Spartan is fairly adamant that you not use a synthetic grease and I can concur with their suggestion. Many Cape Dorian's swear by Morey's Red but I still find the Spartan grease to out perform it fairly handily. I find synthetics get hard, have less "film thickness" and the valves leak sooner and turn harder sooner than when I use genuine Spartan seacock grease.
The grease is about $12.00 for a tub that will last many years.
Every so often the tapered cones/plugs need to be lap fit with lapping compound or basically liquid sandpaper. The Spartan Lap Compound is a 320 grit silicon carbide in an oil/grease base. It works very well and is specifically made by Spartan for their seacocks.
You can also buy lapping compound made by Loctite, it's called Clover Compound, in a 320 grit formula but it is actually more expensive than the Spartan stuff.
My only complaint with the Spartan compound is that the oil and silicon carbide separate and it needs to be stirred well with each use.
1- First use the two wrenches to loosen the jam nut from the flange nut.
2-Remove jam nut, flange nut and dog washer from the cone/plug shaft and set aside. Some brands like the old Wilcox Crittenden seacocks did not have "dogs" on the washer. Many a tapered cone owner, myself included, have dropped jam nuts, flange nuts or the dog washer into the bilge during removal or re-installation. A wise man once suggested to me to wrap a towel around the base of the seacock when removing the pieces. This prevents the old "bounce & slide" disappearing act. On some boats if you drop a part they are gone forever!

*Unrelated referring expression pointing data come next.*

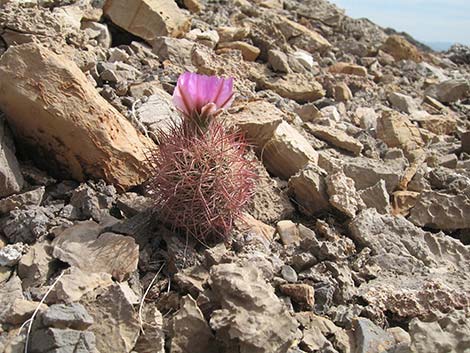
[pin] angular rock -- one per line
(343, 195)
(84, 247)
(309, 190)
(247, 306)
(11, 180)
(401, 49)
(336, 137)
(191, 332)
(438, 210)
(449, 91)
(148, 19)
(73, 316)
(66, 147)
(287, 152)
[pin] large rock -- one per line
(73, 130)
(247, 308)
(148, 19)
(84, 247)
(11, 180)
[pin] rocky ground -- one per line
(357, 239)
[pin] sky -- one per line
(425, 20)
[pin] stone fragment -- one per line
(58, 340)
(247, 308)
(115, 330)
(287, 152)
(348, 69)
(343, 195)
(449, 91)
(309, 189)
(29, 198)
(402, 102)
(438, 210)
(298, 87)
(148, 19)
(377, 197)
(11, 180)
(302, 294)
(336, 137)
(73, 316)
(191, 332)
(401, 49)
(288, 232)
(71, 146)
(249, 52)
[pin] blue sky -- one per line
(425, 20)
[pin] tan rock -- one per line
(249, 52)
(74, 131)
(401, 49)
(287, 152)
(336, 137)
(348, 69)
(148, 19)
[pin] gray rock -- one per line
(11, 180)
(247, 308)
(73, 316)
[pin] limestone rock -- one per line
(287, 152)
(191, 332)
(68, 118)
(309, 189)
(438, 210)
(247, 308)
(148, 19)
(84, 247)
(336, 137)
(401, 49)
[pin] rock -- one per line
(336, 137)
(29, 198)
(83, 246)
(343, 195)
(57, 340)
(74, 284)
(401, 49)
(191, 332)
(287, 152)
(11, 180)
(288, 232)
(438, 210)
(115, 330)
(298, 87)
(148, 19)
(377, 197)
(309, 189)
(348, 69)
(396, 130)
(449, 333)
(73, 316)
(278, 61)
(249, 52)
(370, 338)
(449, 91)
(402, 102)
(247, 306)
(71, 147)
(302, 294)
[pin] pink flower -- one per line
(201, 96)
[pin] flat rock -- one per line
(71, 147)
(84, 247)
(148, 19)
(336, 137)
(247, 306)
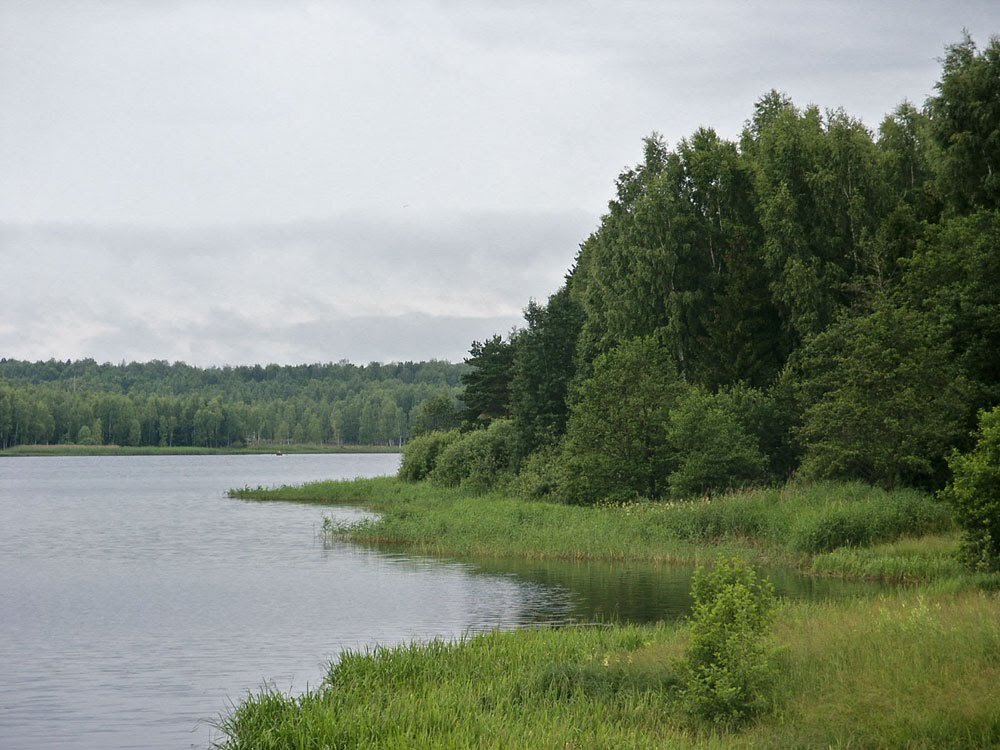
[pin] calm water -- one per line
(138, 601)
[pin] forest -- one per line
(811, 300)
(162, 404)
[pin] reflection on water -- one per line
(139, 601)
(641, 592)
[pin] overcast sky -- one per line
(246, 181)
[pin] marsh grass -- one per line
(905, 670)
(184, 450)
(793, 525)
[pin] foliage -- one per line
(544, 365)
(730, 670)
(882, 400)
(616, 442)
(951, 279)
(478, 460)
(975, 495)
(487, 383)
(169, 405)
(421, 454)
(541, 474)
(438, 413)
(712, 451)
(965, 121)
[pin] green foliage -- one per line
(882, 400)
(159, 404)
(420, 455)
(544, 365)
(975, 495)
(478, 460)
(487, 383)
(951, 279)
(439, 413)
(541, 474)
(965, 119)
(616, 443)
(712, 451)
(730, 672)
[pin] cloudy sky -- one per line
(240, 181)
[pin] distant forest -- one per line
(812, 299)
(162, 404)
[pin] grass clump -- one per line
(792, 525)
(910, 669)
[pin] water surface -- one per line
(138, 601)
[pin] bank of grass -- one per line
(846, 529)
(909, 669)
(190, 450)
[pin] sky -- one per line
(256, 181)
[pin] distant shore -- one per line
(186, 450)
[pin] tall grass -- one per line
(185, 450)
(788, 525)
(906, 670)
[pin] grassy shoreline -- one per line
(185, 450)
(833, 529)
(916, 667)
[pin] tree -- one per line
(712, 451)
(952, 279)
(544, 365)
(882, 400)
(438, 413)
(965, 122)
(974, 493)
(487, 384)
(616, 442)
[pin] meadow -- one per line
(914, 667)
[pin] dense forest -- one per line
(812, 300)
(163, 404)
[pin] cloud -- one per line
(352, 288)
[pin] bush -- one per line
(421, 454)
(540, 475)
(478, 460)
(729, 674)
(975, 495)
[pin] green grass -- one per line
(797, 525)
(916, 667)
(180, 450)
(905, 670)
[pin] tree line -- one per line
(810, 299)
(162, 404)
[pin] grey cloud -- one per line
(312, 291)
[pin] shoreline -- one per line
(914, 667)
(152, 450)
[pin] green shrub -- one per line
(420, 455)
(478, 460)
(975, 495)
(539, 475)
(729, 675)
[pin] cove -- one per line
(140, 601)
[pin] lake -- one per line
(139, 602)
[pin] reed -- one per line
(909, 669)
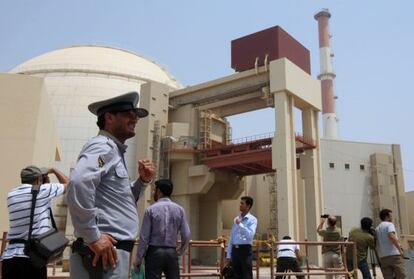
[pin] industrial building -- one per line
(293, 178)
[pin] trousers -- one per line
(241, 259)
(160, 260)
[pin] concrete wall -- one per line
(28, 135)
(347, 193)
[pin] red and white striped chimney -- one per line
(327, 76)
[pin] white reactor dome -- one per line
(79, 75)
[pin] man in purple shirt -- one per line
(158, 239)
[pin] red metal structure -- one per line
(248, 156)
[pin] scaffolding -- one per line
(189, 270)
(206, 125)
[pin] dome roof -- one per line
(97, 60)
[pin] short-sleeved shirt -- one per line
(287, 250)
(385, 246)
(19, 203)
(101, 197)
(363, 240)
(162, 222)
(331, 234)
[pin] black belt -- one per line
(237, 246)
(126, 245)
(282, 250)
(17, 240)
(161, 247)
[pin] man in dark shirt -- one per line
(331, 253)
(158, 238)
(364, 240)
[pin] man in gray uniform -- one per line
(158, 239)
(101, 198)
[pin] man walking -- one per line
(331, 253)
(288, 257)
(101, 198)
(389, 248)
(158, 238)
(364, 239)
(239, 250)
(16, 263)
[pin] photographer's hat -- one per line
(30, 173)
(125, 102)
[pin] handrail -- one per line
(187, 270)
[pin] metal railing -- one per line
(189, 270)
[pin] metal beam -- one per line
(221, 89)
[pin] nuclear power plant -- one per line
(294, 178)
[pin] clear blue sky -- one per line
(373, 43)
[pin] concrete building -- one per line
(358, 180)
(187, 136)
(28, 134)
(77, 76)
(60, 85)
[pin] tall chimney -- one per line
(327, 76)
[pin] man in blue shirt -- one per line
(158, 239)
(239, 251)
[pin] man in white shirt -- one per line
(288, 257)
(389, 248)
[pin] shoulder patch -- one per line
(101, 161)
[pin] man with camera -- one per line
(389, 247)
(331, 253)
(364, 239)
(16, 264)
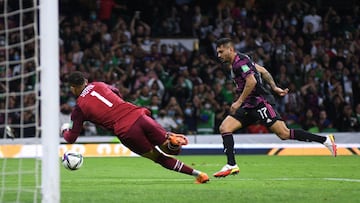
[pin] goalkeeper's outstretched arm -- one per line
(71, 132)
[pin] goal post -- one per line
(29, 101)
(49, 85)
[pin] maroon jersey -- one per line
(102, 105)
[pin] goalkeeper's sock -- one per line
(302, 135)
(228, 142)
(174, 164)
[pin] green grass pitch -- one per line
(261, 179)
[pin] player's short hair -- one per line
(224, 41)
(76, 79)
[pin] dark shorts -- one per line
(143, 135)
(264, 113)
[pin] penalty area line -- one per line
(298, 179)
(241, 179)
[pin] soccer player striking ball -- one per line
(252, 106)
(102, 104)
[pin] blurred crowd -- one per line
(312, 49)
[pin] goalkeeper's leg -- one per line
(174, 164)
(173, 144)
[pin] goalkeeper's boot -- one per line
(177, 139)
(227, 170)
(9, 132)
(202, 178)
(330, 144)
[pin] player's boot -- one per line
(227, 170)
(202, 178)
(9, 132)
(177, 139)
(330, 144)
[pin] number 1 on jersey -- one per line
(101, 98)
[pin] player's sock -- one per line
(196, 173)
(228, 142)
(174, 164)
(302, 135)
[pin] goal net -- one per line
(29, 94)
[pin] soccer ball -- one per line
(72, 160)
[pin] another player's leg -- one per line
(284, 133)
(229, 125)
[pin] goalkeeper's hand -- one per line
(65, 127)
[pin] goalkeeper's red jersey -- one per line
(102, 105)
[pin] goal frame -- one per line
(50, 110)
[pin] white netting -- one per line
(19, 100)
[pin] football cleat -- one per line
(227, 170)
(177, 139)
(330, 144)
(202, 178)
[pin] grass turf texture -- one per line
(261, 179)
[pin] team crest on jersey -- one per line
(245, 68)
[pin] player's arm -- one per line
(248, 88)
(115, 90)
(71, 132)
(270, 80)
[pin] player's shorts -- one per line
(144, 135)
(264, 113)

3-Use handle to move valve and the cone/plug will pop out.
4- If the valve was stuck a light tap on the nut end, with a hardwood mallet, will almost always free the cone from the valve body. If you do not have a hardwood mallet just leave the jam nut 90% on and tap on the nut. This will prevent you from damaging the threads on the cones shaft. DO NOT beat on it.
5- Use a good grease cutting solvent & a rag, I like odorless mineral spirits, to thoroughly clean the inside of the valve body.
A Nasty Cone/Plug
Ideally you want the most contact area you can get. I try for about 80-90% minimum contact area between the valve body and the cone/plug but on some cones that is not even possible.
Here we have what looks to be less than 30% contact and the valve had been leaking. Even a thorough cleaning and greasing may have only stopped the leaking for a short while, and it needed to be lap fit. Keep in mind that the main goal here is simply no weeping when open or closed. If 60% contact area in the right spots does it, then you're good to go.
It should be noted that this Spartan Seacock was 32 years old. Show me even one 32 year old ball valve in the marine environment still working and I'd be very surprised. This is why I like Groco's flanged adapter so much. Ball valves just do not last like a true tapered cone seacock does.
In-frequent servicing leads to sea-crud build up in the spot on the cone when it is in the closed position. When you then move the valve it carries this abrasive crud into the valve body thus wearing it down. If you grease annually, and open your valves properly, as in 100% open, not just partially open, you can minimize this wear and prolong the time between lap fitting.